Bill Gates-backed startup develops optical transistors running at 56 GHz to rival Nvidia AI chips

Texas-based startup Neurophos, backed by Bill Gates' fund, developed an optical processing unit that the company claims is ten times more powerful than Nvidia's Vera Rubin NVL72 AI supercomputer in FP4 and INT4 compute workloads while consuming similar power. The startup achieves these metrics through a significantly larger matrix and much higher clock speed.

The chip features a single photonic sensor measuring 1,000 by 1,000. This matrix is roughly 15 times larger than the standard 256 x 256 used in most AI accelerators. Meanwhile, the company managed to shrink its optical transistor by approximately 10,000 times compared to current solutions.
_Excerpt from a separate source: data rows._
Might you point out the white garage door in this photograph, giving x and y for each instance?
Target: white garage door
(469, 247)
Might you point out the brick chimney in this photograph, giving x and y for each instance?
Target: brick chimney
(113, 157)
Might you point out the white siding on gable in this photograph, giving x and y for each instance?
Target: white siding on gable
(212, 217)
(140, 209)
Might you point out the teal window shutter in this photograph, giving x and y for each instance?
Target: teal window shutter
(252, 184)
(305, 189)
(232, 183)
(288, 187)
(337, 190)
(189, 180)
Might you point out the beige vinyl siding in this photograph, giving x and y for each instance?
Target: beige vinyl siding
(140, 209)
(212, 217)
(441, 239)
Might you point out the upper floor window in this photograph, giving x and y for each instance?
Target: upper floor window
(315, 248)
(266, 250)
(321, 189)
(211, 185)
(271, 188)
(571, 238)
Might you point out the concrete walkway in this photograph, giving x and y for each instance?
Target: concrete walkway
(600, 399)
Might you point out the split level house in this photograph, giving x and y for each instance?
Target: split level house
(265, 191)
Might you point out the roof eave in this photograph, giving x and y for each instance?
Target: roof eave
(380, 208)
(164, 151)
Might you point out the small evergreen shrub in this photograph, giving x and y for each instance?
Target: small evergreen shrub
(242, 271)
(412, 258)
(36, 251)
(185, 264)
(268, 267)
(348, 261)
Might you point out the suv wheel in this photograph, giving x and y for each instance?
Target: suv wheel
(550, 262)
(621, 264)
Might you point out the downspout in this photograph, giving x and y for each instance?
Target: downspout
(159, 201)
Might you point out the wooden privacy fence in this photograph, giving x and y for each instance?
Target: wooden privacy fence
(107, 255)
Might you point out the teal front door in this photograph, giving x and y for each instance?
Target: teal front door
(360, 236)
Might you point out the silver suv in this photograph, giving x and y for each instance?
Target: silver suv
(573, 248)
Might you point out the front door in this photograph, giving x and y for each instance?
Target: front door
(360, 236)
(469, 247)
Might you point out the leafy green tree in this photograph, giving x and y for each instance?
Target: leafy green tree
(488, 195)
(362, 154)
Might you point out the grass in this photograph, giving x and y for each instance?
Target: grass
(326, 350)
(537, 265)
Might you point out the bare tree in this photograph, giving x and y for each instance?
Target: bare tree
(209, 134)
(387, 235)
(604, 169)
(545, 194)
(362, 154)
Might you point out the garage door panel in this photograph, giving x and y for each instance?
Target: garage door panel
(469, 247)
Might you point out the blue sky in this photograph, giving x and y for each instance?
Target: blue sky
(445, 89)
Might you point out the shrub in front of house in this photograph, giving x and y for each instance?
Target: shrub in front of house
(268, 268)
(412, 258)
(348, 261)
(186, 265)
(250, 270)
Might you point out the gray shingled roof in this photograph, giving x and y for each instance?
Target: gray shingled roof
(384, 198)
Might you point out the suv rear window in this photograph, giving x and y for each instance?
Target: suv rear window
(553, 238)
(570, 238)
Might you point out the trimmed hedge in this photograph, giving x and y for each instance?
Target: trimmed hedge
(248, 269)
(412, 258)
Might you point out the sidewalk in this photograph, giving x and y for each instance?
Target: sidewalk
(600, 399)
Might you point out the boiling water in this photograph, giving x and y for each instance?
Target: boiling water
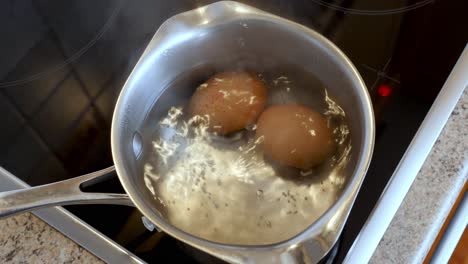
(224, 190)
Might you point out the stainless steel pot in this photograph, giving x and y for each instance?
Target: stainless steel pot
(209, 35)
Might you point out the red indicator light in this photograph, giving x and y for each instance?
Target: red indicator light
(384, 90)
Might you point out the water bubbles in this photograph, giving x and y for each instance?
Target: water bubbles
(224, 189)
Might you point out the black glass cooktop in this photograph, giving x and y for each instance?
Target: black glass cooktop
(63, 64)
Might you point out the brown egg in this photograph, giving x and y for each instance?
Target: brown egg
(295, 135)
(232, 100)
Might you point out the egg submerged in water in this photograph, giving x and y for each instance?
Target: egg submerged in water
(295, 135)
(231, 101)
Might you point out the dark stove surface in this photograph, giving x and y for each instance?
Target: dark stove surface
(63, 64)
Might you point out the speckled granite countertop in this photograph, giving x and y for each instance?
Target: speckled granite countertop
(432, 194)
(27, 239)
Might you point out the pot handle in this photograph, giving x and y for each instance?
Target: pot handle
(60, 193)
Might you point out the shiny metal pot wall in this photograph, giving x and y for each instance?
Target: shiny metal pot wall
(184, 45)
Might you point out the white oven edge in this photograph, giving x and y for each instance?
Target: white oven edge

Neurophos CEO Patrick Bowen explained:

The equivalent of the optical transistor that you get from Silicon Photonics factories today is massive. It's like 2 mm long. You just can't fit enough of them on a chip in order to get a compute density that remotely competes with digital CMOS today.

The first-generation accelerator will have "the optical equivalent" of one tensor core at around 25 square mm in size. By comparison, Nvidia's Vera Rubin chip features 576 tensor cores, but Neurophos compensates through a different approach. Beyond the larger matrix tile size, the company's first optical processor, the Tulkas T100, will operate at 56 GHz – substantially higher than the 9.1 GHz world record on Intel Core i9-14900KF and the 2.6 GHz boost clock of Nvidia RTX Pro 6000. This allows it to outperform Nvidia AI accelerators despite appearing less capable on paper.
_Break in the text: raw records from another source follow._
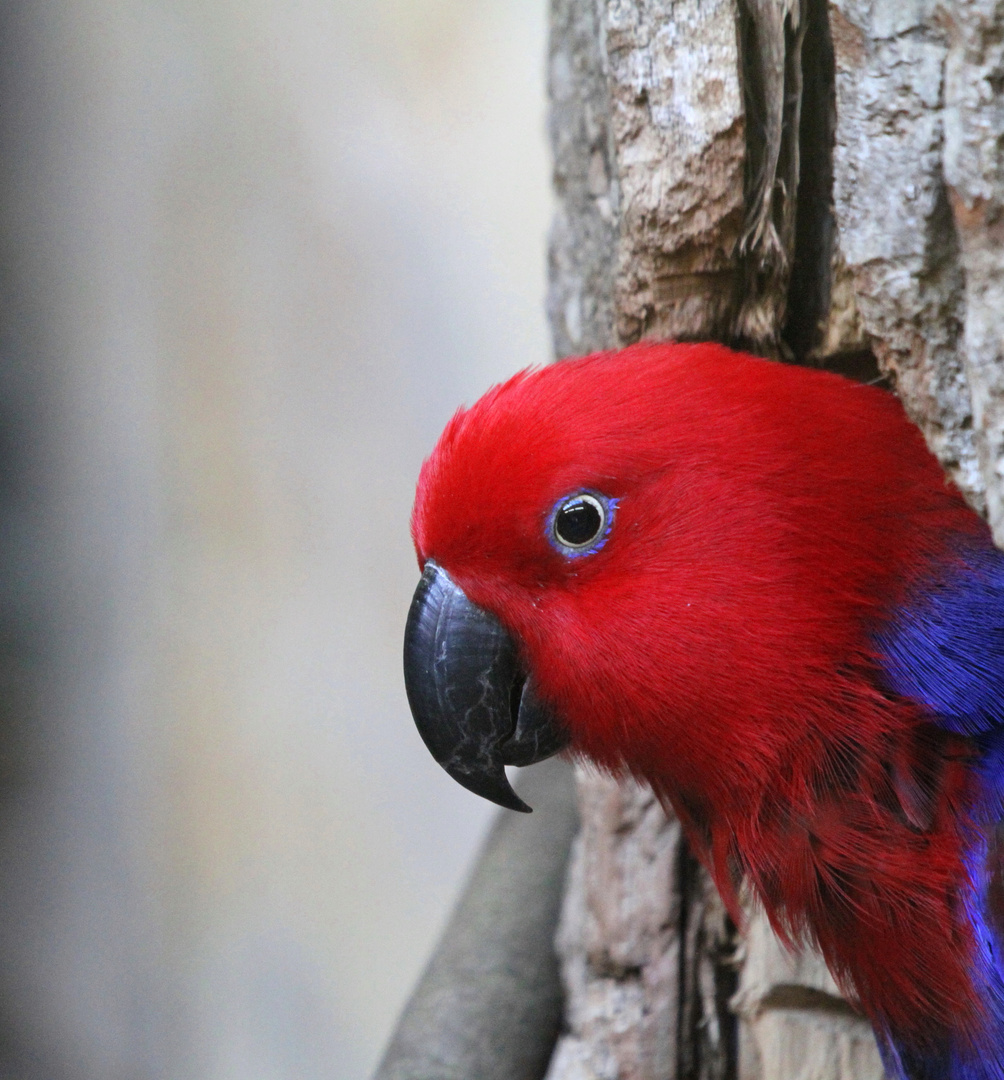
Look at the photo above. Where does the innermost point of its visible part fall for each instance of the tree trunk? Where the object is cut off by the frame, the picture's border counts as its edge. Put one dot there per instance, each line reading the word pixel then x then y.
pixel 818 184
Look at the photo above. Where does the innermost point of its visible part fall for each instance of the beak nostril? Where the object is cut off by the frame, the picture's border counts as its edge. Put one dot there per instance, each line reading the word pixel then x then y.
pixel 515 697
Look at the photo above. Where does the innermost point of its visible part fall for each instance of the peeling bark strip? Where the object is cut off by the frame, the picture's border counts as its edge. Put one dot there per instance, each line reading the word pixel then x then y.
pixel 818 179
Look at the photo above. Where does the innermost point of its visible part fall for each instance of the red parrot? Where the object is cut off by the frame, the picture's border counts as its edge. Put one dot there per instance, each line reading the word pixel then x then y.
pixel 750 585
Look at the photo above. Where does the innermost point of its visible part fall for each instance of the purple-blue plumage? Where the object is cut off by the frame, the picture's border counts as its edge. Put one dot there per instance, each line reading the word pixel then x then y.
pixel 945 649
pixel 946 646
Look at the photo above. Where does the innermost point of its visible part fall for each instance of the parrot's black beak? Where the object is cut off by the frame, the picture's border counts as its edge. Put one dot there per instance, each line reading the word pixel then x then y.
pixel 472 700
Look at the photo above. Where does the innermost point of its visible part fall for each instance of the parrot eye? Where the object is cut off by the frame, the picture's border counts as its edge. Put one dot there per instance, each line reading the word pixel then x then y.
pixel 581 523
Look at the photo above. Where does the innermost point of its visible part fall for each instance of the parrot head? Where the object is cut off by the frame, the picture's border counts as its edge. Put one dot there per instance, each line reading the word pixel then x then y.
pixel 621 553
The company noted that its optical transistors use existing semiconductor fabrication technologies, meaning it could potentially leverage fabs like Intel or TSMC for mass production. The chips remain in testing phase, with volume production not expected before 2028. Neurophos also faces challenges including the need for substantial vector processing units and static memory (SRAM).

Photonics has become a frontier attracting major players. Nvidia already uses Spectrum-X Ethernet photonics switch systems in its Rubin platform, while AMD plans to establish a $280 million hub specifically focused on silicon photonics research.